也许,她的眼泪,真的是他这辈子最大的克星。
“我说了,不许哭!”萧克彦双手环胸,没好气地瞪着庄青凡,尽管知道这女人此刻的表情有一大半是假装的,但是他就是没辙。
“那你告诉我,那天安日心比赛结束后,找你究竟是为了什么事?”她执着地想要知道答案。
“没什么。”
“如果你不说,我就哭。”她使出她的绝招。
“该死的,你欠k啊!”他很努力地发挥他的白眼神功。
奈何她的皮厚程度远远超出了他的想象。
“唔唔唔……”庄青凡装腔作势,努力地挤着自己的眼泪。
“你为什么那么想知道?”他叹了一口气,问道。
“因为我在乎你嘛。在乎,所以在意了。”她知道,像萧克彦这样的男人,通常特别守承诺。所以她很想知道,安日心当时到底提出了什么要求。

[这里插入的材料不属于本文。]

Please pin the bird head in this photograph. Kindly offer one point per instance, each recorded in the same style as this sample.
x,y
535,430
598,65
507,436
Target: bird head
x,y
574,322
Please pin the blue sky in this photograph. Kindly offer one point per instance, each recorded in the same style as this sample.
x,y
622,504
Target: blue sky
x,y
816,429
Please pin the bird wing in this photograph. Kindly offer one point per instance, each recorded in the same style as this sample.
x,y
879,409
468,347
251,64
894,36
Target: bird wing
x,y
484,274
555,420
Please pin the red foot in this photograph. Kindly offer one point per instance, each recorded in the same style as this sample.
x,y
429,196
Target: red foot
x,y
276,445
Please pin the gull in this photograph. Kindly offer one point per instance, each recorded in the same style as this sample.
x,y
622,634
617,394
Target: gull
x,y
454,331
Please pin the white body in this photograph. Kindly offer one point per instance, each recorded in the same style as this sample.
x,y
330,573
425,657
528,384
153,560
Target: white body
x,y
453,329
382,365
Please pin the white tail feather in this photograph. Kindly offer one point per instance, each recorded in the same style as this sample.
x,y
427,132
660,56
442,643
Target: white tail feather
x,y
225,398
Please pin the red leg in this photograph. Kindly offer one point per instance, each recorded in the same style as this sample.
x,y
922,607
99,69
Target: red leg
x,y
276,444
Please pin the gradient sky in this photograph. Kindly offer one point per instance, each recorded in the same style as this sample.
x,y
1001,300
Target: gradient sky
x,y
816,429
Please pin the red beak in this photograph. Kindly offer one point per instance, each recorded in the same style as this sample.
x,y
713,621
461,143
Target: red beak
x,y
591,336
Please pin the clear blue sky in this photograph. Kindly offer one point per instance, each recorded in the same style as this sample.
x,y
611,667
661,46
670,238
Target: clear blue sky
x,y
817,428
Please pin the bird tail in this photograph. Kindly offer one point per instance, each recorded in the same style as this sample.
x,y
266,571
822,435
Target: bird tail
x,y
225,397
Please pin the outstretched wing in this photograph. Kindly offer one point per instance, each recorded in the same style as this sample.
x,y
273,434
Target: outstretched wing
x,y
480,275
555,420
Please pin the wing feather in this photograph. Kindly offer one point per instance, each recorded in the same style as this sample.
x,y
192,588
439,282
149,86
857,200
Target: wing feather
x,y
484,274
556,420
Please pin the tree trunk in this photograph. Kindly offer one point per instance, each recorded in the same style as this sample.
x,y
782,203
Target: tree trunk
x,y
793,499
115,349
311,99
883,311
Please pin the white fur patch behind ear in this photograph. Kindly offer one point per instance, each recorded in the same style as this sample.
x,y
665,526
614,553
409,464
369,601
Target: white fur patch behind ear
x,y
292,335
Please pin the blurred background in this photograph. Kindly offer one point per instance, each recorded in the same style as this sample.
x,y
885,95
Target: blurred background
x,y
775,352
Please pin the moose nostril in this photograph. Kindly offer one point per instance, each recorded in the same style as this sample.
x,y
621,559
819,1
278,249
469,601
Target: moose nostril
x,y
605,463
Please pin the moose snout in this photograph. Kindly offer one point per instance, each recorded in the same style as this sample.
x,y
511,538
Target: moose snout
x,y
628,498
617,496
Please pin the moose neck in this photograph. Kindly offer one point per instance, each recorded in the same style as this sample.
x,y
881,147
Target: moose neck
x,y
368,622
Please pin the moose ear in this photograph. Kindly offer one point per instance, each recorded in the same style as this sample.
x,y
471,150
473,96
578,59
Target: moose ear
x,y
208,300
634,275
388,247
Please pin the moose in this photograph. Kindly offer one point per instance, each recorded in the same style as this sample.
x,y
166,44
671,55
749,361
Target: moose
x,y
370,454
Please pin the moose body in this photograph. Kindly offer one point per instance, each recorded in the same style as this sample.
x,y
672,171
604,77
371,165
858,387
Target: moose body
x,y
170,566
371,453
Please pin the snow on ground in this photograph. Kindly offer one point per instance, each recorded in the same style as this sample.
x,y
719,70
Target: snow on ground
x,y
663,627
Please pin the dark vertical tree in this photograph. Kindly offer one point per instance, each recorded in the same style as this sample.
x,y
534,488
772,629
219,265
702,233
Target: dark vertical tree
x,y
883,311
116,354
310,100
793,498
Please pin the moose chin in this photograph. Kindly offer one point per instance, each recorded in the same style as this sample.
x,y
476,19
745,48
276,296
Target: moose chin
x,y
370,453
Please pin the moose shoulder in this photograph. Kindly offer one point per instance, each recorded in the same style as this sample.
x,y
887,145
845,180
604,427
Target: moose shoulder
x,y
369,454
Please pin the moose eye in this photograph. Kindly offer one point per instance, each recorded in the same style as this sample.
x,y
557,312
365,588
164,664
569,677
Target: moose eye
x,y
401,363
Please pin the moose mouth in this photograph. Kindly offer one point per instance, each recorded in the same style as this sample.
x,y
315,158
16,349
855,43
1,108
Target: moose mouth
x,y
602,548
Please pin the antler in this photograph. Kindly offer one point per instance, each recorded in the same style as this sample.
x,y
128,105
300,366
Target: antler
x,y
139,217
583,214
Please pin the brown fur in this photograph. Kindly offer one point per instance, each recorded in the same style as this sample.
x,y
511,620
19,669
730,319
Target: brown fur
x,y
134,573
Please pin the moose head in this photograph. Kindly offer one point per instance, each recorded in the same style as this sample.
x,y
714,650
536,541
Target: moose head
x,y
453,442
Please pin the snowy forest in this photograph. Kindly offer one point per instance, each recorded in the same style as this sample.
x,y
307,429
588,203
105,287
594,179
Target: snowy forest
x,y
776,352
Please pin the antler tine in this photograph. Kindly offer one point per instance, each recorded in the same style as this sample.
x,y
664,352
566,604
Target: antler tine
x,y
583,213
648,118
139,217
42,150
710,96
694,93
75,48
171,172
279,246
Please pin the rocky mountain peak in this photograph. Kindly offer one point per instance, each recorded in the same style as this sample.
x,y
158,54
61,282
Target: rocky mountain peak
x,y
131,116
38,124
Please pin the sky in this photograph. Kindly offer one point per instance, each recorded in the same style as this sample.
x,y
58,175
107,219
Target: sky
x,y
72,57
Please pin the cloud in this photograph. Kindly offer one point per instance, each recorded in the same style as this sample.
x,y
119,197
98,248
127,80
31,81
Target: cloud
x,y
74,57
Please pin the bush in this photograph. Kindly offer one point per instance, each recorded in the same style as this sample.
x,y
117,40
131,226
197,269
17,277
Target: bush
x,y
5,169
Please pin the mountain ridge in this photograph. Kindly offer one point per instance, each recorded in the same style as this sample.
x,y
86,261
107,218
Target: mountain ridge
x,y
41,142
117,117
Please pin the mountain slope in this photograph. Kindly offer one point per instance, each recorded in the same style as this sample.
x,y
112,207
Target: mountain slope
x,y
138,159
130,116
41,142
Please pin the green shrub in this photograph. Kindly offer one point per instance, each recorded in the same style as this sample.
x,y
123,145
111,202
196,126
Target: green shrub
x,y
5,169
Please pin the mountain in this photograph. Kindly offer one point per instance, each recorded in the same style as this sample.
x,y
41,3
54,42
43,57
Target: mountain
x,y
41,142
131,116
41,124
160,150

他的脸因为她大咧咧的话,反倒是一红。别开头,他道:“其实真的没什么,她只不过是想和我交往罢了。”
果然是这个要求!“这叫没什么?”她的声音立马尖了起来,“你该不会答应了吧。”
“你白痴啊,我都有女朋友了,答应个p!”他甩个卫生眼。
但是可以脚踏两条船啊!她在心里咕哝着。不过她知道以他的“正直得过头”的个性来说,是绝对不可能的。
“可是这样你不就算毁约了吗?”
“嗯,但是没有办法答应的要求,我不会去答应。”萧克彦淡淡道。即使安日心在他的面前哭得伤心,即使她不断地说她喜欢的人是他。但是,他却没有任何的感觉。
那时候,他就彻底地明白了,他喜欢的是庄青凡,这个又白痴,脸庞又厚,性格和外表成反比的女人。
但是,没办法了,喜欢了就是喜欢了。
以后,会喜欢得越来越深,深到不能再失去她为止。
“对了,你怎么会知道安日心会对我提要求这事儿?”他问。
她讪讪一笑,“因为……呃,那天,我来到公园的时候,刚巧……那个……总之是看到了,听到了。”
“既然当时你在,为什么不出声?”
“人家不好意思出声嘛!”她只能试图以撒娇蒙混过关,“本来还希望比赛能赢的,这样她就没办法提要求了……”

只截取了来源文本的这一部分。